PHA: Die sanfte Alternative
Polyhydroxysäuren (PHA) gelten als die jüngste Generation chemischer Peelings. Zu den wichtigsten Vertretern zählen:
- Gluconolacton
- Lactobionsäure
Im Gegensatz zu AHA besitzen PHAs größere Moleküle. Dadurch dringen sie langsamer und weniger tief in die Haut ein. Das hat einen entscheidenden Vorteil: Das Risiko für Brennen, Rötungen und Irritationen fällt deutlich geringer aus. PHAs eignen sich deshalb besonders für:
- Empfindliche Haut
- Rosazea-neigende Haut
- Trockene Haut
- Haut mit gestörter Barriere
Neben ihrer exfolierenden Wirkung besitzen sie antioxidative und feuchtigkeitsbindende Eigenschaften. Einige Studien zeigen zudem, dass Gluconolacton vergleichbare Effekte auf die Hautstruktur erzielen, kann wie niedrig dosierte AHAs, bei deutlich besserer Verträglichkeit.
Ein häufiger Fehler besteht darin, möglichst hoch konzentrierte Säuren zu verwenden. Gerade bei empfindlicher Haut kann dies zu Barriereschäden, Rötungen und verstärkter Reizbarkeit führen.

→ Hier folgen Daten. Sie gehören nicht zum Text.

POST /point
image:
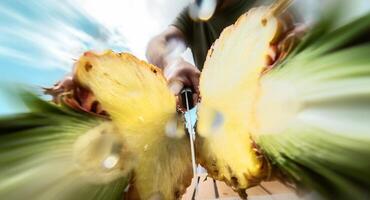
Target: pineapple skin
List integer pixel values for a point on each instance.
(226, 123)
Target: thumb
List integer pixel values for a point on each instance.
(175, 86)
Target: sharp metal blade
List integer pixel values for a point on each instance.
(187, 95)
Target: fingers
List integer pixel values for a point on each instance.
(176, 86)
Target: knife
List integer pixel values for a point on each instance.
(187, 102)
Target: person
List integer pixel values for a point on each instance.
(198, 36)
(162, 51)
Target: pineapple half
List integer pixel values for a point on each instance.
(136, 97)
(306, 118)
(137, 149)
(226, 112)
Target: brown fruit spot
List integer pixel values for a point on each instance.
(177, 194)
(88, 66)
(264, 22)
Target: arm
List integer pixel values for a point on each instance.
(165, 51)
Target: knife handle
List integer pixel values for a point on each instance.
(187, 98)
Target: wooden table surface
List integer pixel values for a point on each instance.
(210, 189)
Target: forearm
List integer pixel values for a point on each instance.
(156, 52)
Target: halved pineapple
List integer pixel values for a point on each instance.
(226, 112)
(136, 97)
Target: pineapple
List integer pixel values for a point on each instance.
(306, 117)
(138, 150)
(226, 110)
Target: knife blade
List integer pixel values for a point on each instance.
(187, 101)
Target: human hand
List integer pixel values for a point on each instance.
(180, 74)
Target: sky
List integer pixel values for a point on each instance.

Worauf im Sommer zu achten ist
Vor allem AHAs können die Lichtempfindlichkeit der Haut erhöhen. Wer Produkte mit Glykol- oder Milchsäure verwendet, sollte daher täglich auf einen ausreichenden Sonnenschutz mit mindestens Lichtschutzfaktor 30, besser LSF 50 achten. BHA und PHA gelten diesbezüglich als weniger problematisch, dennoch empfiehlt sich auch hier konsequenter UV-Schutz. Auf Säuren zur Hautpflege muss im Sommer nicht grundsätzlich verzichtet werden, entscheidend sind die richtige Anwendung und ein zuverlässiger Sonnenschutz.